C.D. : Depuis 2016, j’ai engagé l’Occitanie sur le chemin de la sobriété et de la production d’énergie renouvelable. Pour que chaque habitant ait la possibilité de moins consommer, nous avons massivement investi dans le ferroviaire avec la réouverture de petites lignes, l’augmentation du nombre de trains et la baisse des tarifs des transports, qui sont aujourd’hui les moins chers de France. Comme le train et les transports en commun ne passent pas partout, nous accompagnons également fortement l’acquisition de véhicules électriques, qu’il s’agisse de voiture ou de vélo. Enfin, avec l’écochèque logement, nous soutenons la rénovation énergétique des habitats permettant l’économie des ressources et le gain de pouvoir d’achat. Ces mesures ont été renforcées dans le récent plan régional pour le pouvoir de vivre et la souveraineté, en s’ouvrant notamment à l’aide à l’acquisition de véhicule électrique neuf pour les particuliers et pour les commerçants de notre territoire. Mon ambition est claire : concilier.
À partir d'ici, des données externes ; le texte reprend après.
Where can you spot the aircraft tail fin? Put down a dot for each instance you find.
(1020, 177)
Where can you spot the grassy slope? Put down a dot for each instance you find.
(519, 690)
Comment se porte la région Occitanie : ses atouts, ses faiblesses ?
C.D. : La transformation est engagée en Occitanie. C’est ce pour quoi je me lève tous les matins et je me bats pour emmener toutes les forces de notre territoire. Je travaille avec tout le monde, pour que l’Occitanie soit une terre d’expérimentation qui permette de déployer un nouveau modèle de développement, pour que nos habitants vivent mieux, quelle que soit leur origine sociale et territoriale. Avec volontarisme et en appliquant toujours la même méthode – écouter, rassembler, agir – nous obtenons collectivement des résultats : la création d’une importante filière de production d’hydrogène vert avec l’implantation d’entreprises telles que Genvia à Béziers, le recrutement de médecins dans les déserts médicaux en s’associant aux intercommunalités et aux départements, la rentrée la moins chère de France avec des transports scolaires, des ordinateurs et des manuels scolaires gratuits. En matière d’éducation, je souhaite également mieux travailler avec l’académie, les entreprises, les départements et les intercommunalités pour offrir aux jeunes de véritables perspectives d’orientation et contrecarrer ainsi les effets pervers de Parcoursup. En politique, le volontarisme paie et seuls les actes comptent. Je m’y emploie pour donner toutes les chances de réussites à nos jeunes, ainsi qu’à nos entreprises.
Quel(s) message(s) souhaiteriez-vous adresser au nouveau gouvernement ?
C.D. : Avec la perte de la majorité absolue à l’Assemblée nationale, l’exécutif a perdu sa courroie de transmission quasi-automatique. Pour que le pays ne soit pas bloqué, le gouvernement doit à présent s’appuyer sur toutes les forces vives de notre pays. Au Parlement bien sûr, mais aussi dans la société civile et surtout, dans les collectivités locales. Elles connaissent les problèmes de nos concitoyens, et peuvent y apporter des solutions efficaces. Si l’État décidait enfin de s’appuyer sur les élus locaux, notre pays franchirait une étape très positive, avec des retombées qui conduiraient naturellement à un vrai renouveau démocratique. Et il n’est pas nécessaire de tout chambouler pour y arriver. C’est avant tout une question de pratique. Élisabeth Borne semble prête à prendre ce virage. Nous attendons les actes.